La cultura è un fattore squisitamente esogeno solo per chi non la influenza: un potente impianto valoriale ed ideologico trova la sua diffusione indipendentemente dalla struttura del sistema di potere dominante.

Se le crisi economiche sono conseguenza di crisi politiche e queste sono l'effetto di crisi culturali, è dirimente produrre cultura, cominciando a fare "ecologia epistemologica" di quella già prodotta prima che gli inetti, falliti
indegni intellettuali "conformati al nostro secolo"inquini irrimediabilmente i pozzi.

(un caro ricordo a Preve)"

Questa la mia risposta (arricchita in queste sede con qualche link ulteriore):

"Se le crisi economiche sono conseguenza di crisi politiche e queste sono l'effetto di crisi culturali,": già questa premessa sillogica è un pochino...determinista.  
Ma poi "produrre cultura" orientata a correggere quella (a livello di fondamenti, cioè epistemologica), prodotta dagli intellettuali "conformati del nostro secolo", è aspirazione certamente degna ma, messa in questi termini intenzionali di autolegittimazione, soffre di "titanismo".
Sul piano intellettuale-culturale si può arrivare a grandi formulazioni critiche, lampanti e decisive, eppure rimanere insignificanti in termini di "conformità", cioè di cultura connessa (se non coincidente) con la opinione pubblica, che è poi il livello politico della cultura.

Il problema allora diventa: come combatti il riduzionismo pop, che è il vettore e l'essenza dell'effetto culturale che si vuole correggere?

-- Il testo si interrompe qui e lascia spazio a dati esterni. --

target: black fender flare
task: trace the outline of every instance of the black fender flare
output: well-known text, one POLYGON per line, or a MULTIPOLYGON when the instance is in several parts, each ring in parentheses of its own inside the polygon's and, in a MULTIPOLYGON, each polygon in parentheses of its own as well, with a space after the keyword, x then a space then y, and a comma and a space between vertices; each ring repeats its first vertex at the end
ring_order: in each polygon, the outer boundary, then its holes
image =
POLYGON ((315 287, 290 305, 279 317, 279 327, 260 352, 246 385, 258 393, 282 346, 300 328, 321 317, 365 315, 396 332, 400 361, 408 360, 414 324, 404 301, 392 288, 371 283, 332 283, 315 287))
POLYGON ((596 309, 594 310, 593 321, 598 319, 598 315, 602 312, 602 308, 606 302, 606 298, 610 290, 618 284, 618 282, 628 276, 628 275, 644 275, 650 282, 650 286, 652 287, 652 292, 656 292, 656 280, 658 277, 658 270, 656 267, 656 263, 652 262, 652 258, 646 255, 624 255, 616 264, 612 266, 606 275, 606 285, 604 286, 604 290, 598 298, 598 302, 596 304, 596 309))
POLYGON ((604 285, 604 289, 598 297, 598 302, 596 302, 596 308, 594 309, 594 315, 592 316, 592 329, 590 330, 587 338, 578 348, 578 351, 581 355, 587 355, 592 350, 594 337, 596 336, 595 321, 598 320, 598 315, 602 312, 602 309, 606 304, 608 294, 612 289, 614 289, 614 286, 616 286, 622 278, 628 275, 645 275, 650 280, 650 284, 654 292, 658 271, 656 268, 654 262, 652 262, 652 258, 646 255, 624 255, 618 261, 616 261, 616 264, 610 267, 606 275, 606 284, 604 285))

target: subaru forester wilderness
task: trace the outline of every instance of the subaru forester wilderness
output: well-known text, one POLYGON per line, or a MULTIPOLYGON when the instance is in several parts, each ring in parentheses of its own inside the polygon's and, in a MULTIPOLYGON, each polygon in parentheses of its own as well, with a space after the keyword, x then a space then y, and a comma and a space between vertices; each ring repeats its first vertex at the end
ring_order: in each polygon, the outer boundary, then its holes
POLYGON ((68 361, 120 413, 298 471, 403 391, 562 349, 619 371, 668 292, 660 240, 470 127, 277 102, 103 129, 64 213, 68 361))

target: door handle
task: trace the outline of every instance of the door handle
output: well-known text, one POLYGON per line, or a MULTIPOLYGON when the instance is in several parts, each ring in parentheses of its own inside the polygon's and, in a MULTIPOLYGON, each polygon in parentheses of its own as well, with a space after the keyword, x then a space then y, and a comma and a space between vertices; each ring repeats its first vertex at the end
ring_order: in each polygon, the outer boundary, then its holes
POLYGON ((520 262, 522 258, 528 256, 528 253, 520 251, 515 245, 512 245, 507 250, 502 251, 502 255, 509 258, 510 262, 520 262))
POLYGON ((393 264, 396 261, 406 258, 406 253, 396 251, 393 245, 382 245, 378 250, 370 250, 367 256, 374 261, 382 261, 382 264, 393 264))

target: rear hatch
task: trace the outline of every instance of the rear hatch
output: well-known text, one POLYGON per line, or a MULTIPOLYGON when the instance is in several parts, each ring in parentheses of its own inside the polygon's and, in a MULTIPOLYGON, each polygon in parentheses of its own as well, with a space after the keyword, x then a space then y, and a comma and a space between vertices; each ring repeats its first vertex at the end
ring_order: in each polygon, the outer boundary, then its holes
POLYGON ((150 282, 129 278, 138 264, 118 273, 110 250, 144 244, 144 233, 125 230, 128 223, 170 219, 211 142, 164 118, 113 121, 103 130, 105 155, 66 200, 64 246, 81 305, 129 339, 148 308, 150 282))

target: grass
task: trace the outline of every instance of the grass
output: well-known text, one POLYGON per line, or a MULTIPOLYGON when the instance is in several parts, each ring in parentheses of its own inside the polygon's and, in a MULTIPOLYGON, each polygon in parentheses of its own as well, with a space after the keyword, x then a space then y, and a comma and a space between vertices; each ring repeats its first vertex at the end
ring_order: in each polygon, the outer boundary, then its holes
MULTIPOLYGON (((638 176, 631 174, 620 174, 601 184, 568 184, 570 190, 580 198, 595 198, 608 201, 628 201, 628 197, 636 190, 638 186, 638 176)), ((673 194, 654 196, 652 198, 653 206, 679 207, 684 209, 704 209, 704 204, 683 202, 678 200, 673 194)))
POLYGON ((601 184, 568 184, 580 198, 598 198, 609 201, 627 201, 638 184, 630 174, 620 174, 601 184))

Gli intellettuali "conformati" forse sono criticamente "inetti", ma sicuramente non lo sono coloro che, a monte, ne decidono rilevanza e finanziamento.
E questi "coloro", ancorchè identificati, non possono essere scalzati "criticamente", semplicemente perchè hanno il controllo economico (finanziario) dei meccanismi di trasmissione di massa della stessa cultura. Cioèriduzionistica pop(batteriologica). Che è poi quella neo-liberista e, in sintesi fenomenologica, antidemocratica. Che ha, appunto, creato un "batterio" nel proprio laboratorio strategico-mediatico per il quale non si conosce, ancora, un efficace vaccino

Ma un'informazione democratica, capace di resistere al pop, nasce da un fattore di decisivo controllo politico: lo stesso di cui parla Kalecky (rispetto all'intervento economico dello Stato fuori dal diretto impegno industriale-produttivo), proiettato sull'azione statale di istruzione
http://orizzonte48.blogspot.it/2014/01/lautoinganno-del-tecnicismo-pop.html
http://orizzonte48.blogspot.it/2013/06/istruzione-opinione-pubblica-e.html

In estrema sintesi: le "risorse culturali" vivono su una massa critica - in un senso o nell'altro- e questa è direttamente proporzionale al consolidamento di un assetto di potere dotato di effettività prima culturale e poi giuridica. E l'effettività è controllo dei mezzi di formazione-informazione di "massa
".

Il dibattito, peraltro, è del tutto aperto: non chiedo di meglio di poter superare i problemi che la realtà ci mostra sempre più drammaticamente come (quasi) insolubili.